Approval being sought for plan mapping Edinburgh’s near future

EDINBURGH councillors are to be asked to approve a plan setting out the direction of travel for the city into the future.
Uppermost in the City Plan 2030 is tackling carbon emissions and the ambition to be ‘carbon net-zero’ by the beginning of the next decade.
And among the instruments to achieve that aim is supporting the concept of the ’20-minute neighbourhood’, being advocated by the Scottish Government – where most of life’s essentials are within a 20-minute walk.
Says a council announcement (here): “This proposed plan for the next ten years sets out how areas of the city will be linked together, building on existing transport networks as well as making full use of education and healthcare facilities already embedded in communities across the capital.
“Resetting the direction of development to bring about a joined-up city rather than spreading outwards also provides a positive and sustainable step for future decades to come.”
There is mention too of affordable housing, and parts of the city ‘designated for new development’: Seafield, Redford Barracks, Astley Ainslie, Edinburgh BioQuarter, Liberton Hospital, Bonnington and Fettes.

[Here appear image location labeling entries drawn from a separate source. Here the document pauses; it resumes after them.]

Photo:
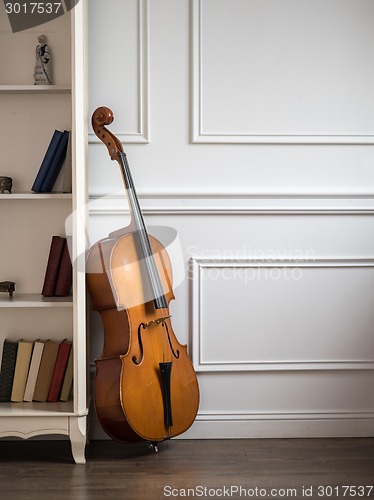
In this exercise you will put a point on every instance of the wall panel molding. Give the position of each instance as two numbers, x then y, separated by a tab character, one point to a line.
141	135
240	204
200	336
201	133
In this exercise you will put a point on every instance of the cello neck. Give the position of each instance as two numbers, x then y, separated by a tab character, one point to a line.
101	117
137	222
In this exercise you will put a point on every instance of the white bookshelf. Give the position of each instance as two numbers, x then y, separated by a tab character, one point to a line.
26	195
35	89
29	220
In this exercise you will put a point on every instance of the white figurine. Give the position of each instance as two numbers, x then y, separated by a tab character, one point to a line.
42	63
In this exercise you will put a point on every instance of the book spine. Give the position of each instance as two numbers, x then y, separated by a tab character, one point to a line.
64	278
56	164
59	371
53	265
47	160
8	363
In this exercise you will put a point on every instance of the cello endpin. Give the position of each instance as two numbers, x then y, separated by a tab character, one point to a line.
154	445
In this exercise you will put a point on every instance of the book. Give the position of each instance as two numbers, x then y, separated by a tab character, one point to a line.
51	150
59	371
55	164
21	370
8	364
33	370
53	265
45	373
68	379
64	277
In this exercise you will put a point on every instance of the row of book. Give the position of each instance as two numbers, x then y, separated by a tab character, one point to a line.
52	163
58	274
36	371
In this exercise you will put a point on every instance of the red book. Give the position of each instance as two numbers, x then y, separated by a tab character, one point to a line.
53	265
64	277
59	371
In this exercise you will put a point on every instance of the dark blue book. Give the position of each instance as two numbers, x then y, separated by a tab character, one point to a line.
37	186
56	163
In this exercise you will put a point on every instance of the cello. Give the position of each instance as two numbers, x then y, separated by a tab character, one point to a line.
145	387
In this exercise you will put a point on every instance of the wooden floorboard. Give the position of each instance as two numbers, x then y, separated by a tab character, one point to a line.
234	468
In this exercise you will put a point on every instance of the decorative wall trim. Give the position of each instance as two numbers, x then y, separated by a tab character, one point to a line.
142	135
200	135
202	365
240	204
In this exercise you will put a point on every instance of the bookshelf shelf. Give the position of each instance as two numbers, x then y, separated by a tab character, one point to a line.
32	113
35	89
35	409
34	300
35	196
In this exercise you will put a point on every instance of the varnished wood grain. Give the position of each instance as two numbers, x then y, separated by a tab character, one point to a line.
45	470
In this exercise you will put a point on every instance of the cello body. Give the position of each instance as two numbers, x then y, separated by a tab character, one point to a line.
145	385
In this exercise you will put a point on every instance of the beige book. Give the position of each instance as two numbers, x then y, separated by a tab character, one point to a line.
47	365
68	379
34	369
21	370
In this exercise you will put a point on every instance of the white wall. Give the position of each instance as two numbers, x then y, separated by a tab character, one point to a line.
249	127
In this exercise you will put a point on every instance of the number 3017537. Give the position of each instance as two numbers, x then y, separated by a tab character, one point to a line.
33	8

The convener of the council’s planning committee, Cllr Neil Gardiner, is quoted in the announcement, saying the intention is to confine housebuilding to within the city boundaries, rather than encroach on the Green Belt that rings the city.
He is quoted, as saying: “Rather than growing forever outwards, the proposed plan focuses on developing new communities on ‘brownfield’ land which mix living, working and leisure uses.
“These locations utilise and add to already existing infrastructure. This plan is about us, as a city, collectively making the right decisions now so that our residents can make reasonable and informed choices about how and where they live and how they get around in the future.”
In response, representatives of the housebuilding sector are quoted in the media, expressing disappointment with the seeming curtailment in their activities.
Members of the planning committee will be considering the City Plan 2030 this coming Wednesday, September 29.